My third niece graduated from high school in 2014, and by that Christmas I was starting to feel that I should do something about getting a start on her graduation quilt. On Christmas afternoon I asked her some questions about preferences, colors, and so on. Then I holed myself up for awhile with the internet, and gathered a bunch of images of quilts that seemed related to what she had described, saving them on a Pinterest page. That night, she gave me the thumbs-up and thumbs-down on that little virtual quilt collection, leaving me with a set of nine that she liked.
Looking at these, I decided to try again with a concept I used, not terribly successfully I think, in a wedding quilt a few years ago: mottled blues and whites in a grey lattice.

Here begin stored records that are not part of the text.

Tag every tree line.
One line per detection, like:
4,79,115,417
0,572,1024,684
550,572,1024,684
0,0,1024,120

This time, I would put the lattice on the normal ordinal orientation -- squares instead of diamonds -- and not try to get cute with the shading of the lattice. I'd try to get away from a single big monolithic pattern. And, I'd try to see how far I could get from blue, and still have it be basically a blue and white quilt.
So, I cut a whole lot of squares:
And started arranging them, mostly randomly:
The further you get in assembling this kind of quilt -- unless you've planned it all out from the beginning (which sounds like it would be better, but in some ways gives you less control over the final product) -- the more you have to make decisions about how the various pieces are going to sit relative to each other.
Anyway, eventually you sew everything together and there you are. In this case, there I was on December 20 of last year, just in time to stuff that sucker in a box and make it a twofer graduation/Christmas gift. It's the thought that counts.
Honestly, it's one of my favorites of the quilts I've made.
The Specs
Title: "Niece #3's Graduation Quilt"
Serial Number: 75
Dimensions: 95" x 66"
Batting: Commercial batting from recycled plastic bottles.
Backing: Strips of solid flannels. Didn't get a picture, apparently.
Quilting: Following the lattice frame.
Quilting: Following the lattice frame.
Begun: Christmas 2014
Finished: Just in time for Christmas 2015
Intended Use/Display: Blanket.
Provenance: In use, as far as I know.